Together, Brockman and his congregants are active in many interfaith activities including Abraham’s Tent, an annual interfaith program that shelters homeless men. He is also co-president and a founding member of the Interfaith Cooperative Ministries.

Mishkan Israel was also one of the first local houses of worship that recently declared themselves as a “sanctuary congregation” in response to President Donald Trump’s immigration policies. Brockman is a William Sloan Coffin-Joan Forsberg Fellow in Urban Theology at Yale Divinity School. He also serves on the Rabbinic Advisory Council of the American Jewish Archives and is a lecturer at YDS. He has taught at the Lutheran Theological Seminary and Muhlenberg College. In 2001, Brockman was on sabbatical at Gregorian University at the Vatican. He also serves on the Board of the Jewish Community Relations Council and the Hartford Seminary. In 1990, Brockman helped create the Pe’ah Project, a small farm on CMI’s grounds which donates produce to local soup kitchens.

Brockman earned his MAHL at Hebrew Union College and his PhD from St. Mary’s Seminary and University. In 2014, he was awarded the honorary Doctor of Humane letters from Albertus Magnus College in recognition of his efforts as a passionate advocate of social justice and interfaith cooperation. What drives Brockman to do so much? “When a person dies, their hands open and all the stuff they’ve accumulated falls away,” he said. “The only thing left is what they’ve done.”
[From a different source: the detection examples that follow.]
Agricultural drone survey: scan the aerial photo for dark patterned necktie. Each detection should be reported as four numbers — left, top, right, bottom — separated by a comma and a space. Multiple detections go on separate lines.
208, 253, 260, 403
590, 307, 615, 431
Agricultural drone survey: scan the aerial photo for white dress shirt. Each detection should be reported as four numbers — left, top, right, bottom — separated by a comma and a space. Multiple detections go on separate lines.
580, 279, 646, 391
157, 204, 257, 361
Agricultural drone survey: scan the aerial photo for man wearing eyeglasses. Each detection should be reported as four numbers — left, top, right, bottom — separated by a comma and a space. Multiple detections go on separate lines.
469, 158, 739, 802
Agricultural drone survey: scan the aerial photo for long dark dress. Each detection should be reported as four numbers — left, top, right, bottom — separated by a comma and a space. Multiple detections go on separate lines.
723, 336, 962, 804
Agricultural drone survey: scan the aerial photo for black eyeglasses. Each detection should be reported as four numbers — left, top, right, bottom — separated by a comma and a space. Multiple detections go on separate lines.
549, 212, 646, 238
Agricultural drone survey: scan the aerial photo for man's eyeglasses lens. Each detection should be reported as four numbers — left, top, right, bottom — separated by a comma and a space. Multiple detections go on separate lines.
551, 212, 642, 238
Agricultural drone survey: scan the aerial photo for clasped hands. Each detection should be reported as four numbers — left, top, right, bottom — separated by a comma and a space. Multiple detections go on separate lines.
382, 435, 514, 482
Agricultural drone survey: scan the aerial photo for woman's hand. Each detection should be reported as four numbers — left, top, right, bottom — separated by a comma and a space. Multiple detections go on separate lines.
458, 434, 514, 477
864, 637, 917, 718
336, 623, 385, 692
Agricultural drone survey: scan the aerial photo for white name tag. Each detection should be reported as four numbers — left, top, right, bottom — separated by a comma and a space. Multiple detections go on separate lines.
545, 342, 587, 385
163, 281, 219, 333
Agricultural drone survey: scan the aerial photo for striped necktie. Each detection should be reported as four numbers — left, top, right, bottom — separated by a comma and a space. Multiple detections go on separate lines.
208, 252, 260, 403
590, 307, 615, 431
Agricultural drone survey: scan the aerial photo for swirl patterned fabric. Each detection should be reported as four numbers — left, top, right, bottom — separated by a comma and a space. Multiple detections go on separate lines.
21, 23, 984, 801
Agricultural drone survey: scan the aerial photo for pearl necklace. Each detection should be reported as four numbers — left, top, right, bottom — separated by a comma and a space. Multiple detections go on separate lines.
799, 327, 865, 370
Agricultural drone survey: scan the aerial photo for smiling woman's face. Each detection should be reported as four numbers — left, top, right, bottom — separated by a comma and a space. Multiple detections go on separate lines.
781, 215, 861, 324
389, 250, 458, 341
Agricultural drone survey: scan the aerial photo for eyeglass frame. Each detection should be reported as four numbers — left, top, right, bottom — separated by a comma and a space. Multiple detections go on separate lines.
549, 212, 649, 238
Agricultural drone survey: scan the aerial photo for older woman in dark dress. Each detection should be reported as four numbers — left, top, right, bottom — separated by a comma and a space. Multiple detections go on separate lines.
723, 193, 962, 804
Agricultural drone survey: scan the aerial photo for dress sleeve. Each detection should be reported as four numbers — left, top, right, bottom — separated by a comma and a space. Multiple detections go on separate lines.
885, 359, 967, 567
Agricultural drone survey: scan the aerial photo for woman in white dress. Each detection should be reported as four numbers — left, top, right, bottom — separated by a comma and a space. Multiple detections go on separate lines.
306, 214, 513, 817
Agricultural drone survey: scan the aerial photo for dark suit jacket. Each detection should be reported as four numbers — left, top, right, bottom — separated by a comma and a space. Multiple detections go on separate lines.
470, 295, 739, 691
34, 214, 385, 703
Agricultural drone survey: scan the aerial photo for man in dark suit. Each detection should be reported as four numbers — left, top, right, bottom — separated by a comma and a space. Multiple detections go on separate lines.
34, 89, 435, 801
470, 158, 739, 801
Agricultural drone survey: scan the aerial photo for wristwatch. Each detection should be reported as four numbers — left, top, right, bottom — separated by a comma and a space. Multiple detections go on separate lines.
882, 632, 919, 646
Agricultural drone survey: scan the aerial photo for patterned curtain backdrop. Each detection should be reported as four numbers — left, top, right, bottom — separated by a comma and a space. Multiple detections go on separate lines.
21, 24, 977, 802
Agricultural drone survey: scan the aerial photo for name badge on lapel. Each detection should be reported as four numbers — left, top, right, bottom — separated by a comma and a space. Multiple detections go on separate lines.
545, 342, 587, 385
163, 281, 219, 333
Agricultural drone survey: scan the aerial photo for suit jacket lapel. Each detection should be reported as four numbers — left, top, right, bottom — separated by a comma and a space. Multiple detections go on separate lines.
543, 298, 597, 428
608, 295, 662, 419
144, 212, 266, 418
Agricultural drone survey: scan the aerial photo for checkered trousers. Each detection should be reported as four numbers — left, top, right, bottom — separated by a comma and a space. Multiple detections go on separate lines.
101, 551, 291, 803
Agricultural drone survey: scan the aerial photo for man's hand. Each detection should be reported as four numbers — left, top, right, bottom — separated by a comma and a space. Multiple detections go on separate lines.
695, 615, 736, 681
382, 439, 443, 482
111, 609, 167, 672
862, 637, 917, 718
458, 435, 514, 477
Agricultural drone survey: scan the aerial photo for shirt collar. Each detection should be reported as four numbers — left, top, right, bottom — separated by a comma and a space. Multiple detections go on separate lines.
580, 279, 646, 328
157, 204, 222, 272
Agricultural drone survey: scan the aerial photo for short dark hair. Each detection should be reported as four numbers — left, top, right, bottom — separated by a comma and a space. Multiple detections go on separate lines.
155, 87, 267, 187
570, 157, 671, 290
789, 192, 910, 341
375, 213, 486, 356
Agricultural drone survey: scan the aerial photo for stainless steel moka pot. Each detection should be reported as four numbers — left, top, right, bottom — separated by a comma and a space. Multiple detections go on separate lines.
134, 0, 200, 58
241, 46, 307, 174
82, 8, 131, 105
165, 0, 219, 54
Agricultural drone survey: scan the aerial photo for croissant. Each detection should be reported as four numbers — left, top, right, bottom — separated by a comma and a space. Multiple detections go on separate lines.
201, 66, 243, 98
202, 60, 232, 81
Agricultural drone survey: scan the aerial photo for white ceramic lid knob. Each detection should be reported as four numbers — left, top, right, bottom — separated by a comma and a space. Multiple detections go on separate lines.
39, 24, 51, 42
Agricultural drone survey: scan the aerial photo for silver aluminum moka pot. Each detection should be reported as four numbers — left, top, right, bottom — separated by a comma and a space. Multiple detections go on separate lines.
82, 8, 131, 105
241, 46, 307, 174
This summer, Brockman and his wife, Elin Schoen Brockman, plan to pack the family dog into the car and drive cross country. The Brockmans, who have two sons, Harry and Jonathan, don’t intend to leave New Haven right now. “This is a wonderful community,” Brockman said. “We have everything here.”

“I’m so grateful for all that he has done, and even more excited about what works of justice and vision come next, in his so-called retirement,” Goettler said. 


In early February, Congregation Mishkan Israel voted to approve Rabbi Brian Immerman, Associate Rabbi of Temple Emanuel in Denver, as their new rabbi. Rabbi Immerman, his wife, Jenny, and baby, Maggie, were scheduled to make a short trip from Colorado to Hamden in the middle of February to meet and greet members.